As for getting your team and stakeholders to accept your statistical results from a small sample size, UX peers shouldn’t be a problem because they should have at least a rudimentary statistics background and understand that the p-value is what’s important, not the sample size. If they don’t understand that, then feel free to direct them to my Stat 101 article.
For stakeholders, assuming they have any quantitative sense at all, try to report the p-value in terms they understand. For example, for a p of 0.018 when comparing completion times, try something like “I’ve done the probability calculations, and even with this small sample size, we can be 98.2% sure that Design A is faster to use on average than Design B for users in general.” I would use 3 decimal places.

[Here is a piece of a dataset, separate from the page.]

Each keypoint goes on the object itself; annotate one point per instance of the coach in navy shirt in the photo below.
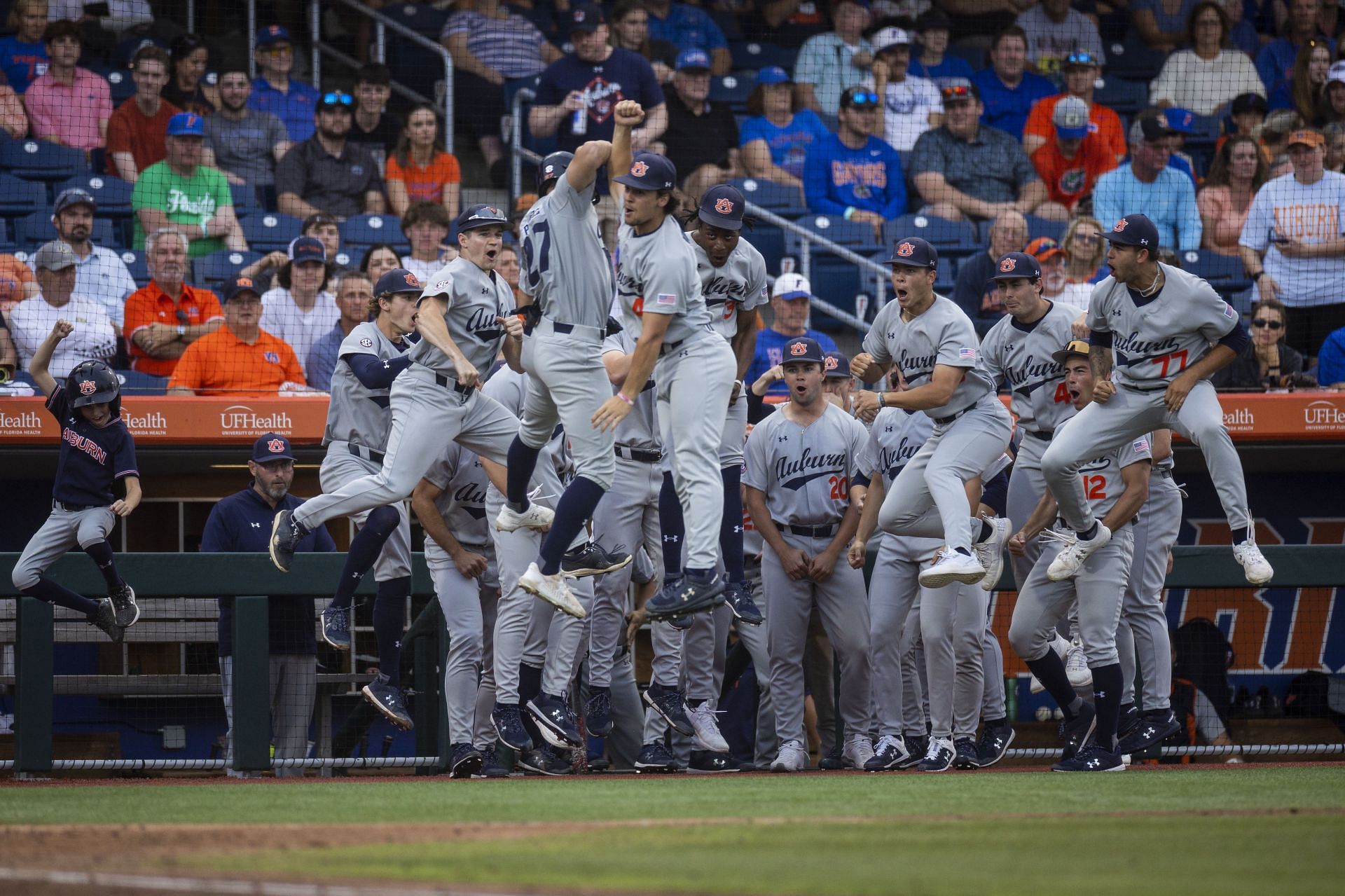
(241, 524)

Saying “I’m 95% sure” or “99% sure” sounds like you’re making up numbers. Emphasize that your calculations take into account the sample size. It’s literally in the equation.
I would report the p-value (or one-minus-the-p-value), not whether it’s “statistically significant” or not, because “significance” takes some mental gymnastics involving null hypotheses that makes it harder to grasp. Stakeholders may confuse statistical significance with business significance. Reporting the p-values instead makes it clearer what stakeholders are choosing to do. It may encourage stakeholders to embrace your findings even when they are not technically significant, but I would argue that may be legitimate to do outside of academic research. For example “89.1% sure A out performs B” sounds like a pretty good bet for a business. It really depends on how comfortable your stakeholders are with an 11% chance of being wrong (of making Type I error). Giving the p-value let’s them make an informed decision.
For stakeholders that aren’t so quantitative, but still don’t trust small sample sizes, try to give them an intuition of the role of the magnitude of the effect. With small sample sizes, you’re going to observe a dramatic difference in A and B if you’re going to have anything like a small p-value. Say something like, “Look, Design A was completed in about half the time of Design B on average. Now with this small sample size, I can’t say exactly how much better Design A is (at this point you could give confidence intervals), but it’s really unlikely that A and B are actually same on average when you’re seeing this kind of difference.”
If that doesn’t work, show a video of one average user from each group. Seeing one user thrash around on B and another breeze through A will hit home for some stakeholders far better than all the numbers in the world.
BTW if you can get closer to equal numbers in each of your groups (i.e., 6 and 5, rather than 7 and 4) you’ll get more statistical power. Power depends more on the size of the smaller group than the larger one.
It's a qualitative vs. quantitative issue. Both are important, both can produce slightly different data. You really want both whenever you can get it. In the past we've done on-site observed user testing of 7-10 people and then may do an online test of 30-100 people.
If stakeholders are concerned about low sample sizes, then they need to up the budget and staff so you can do more testing.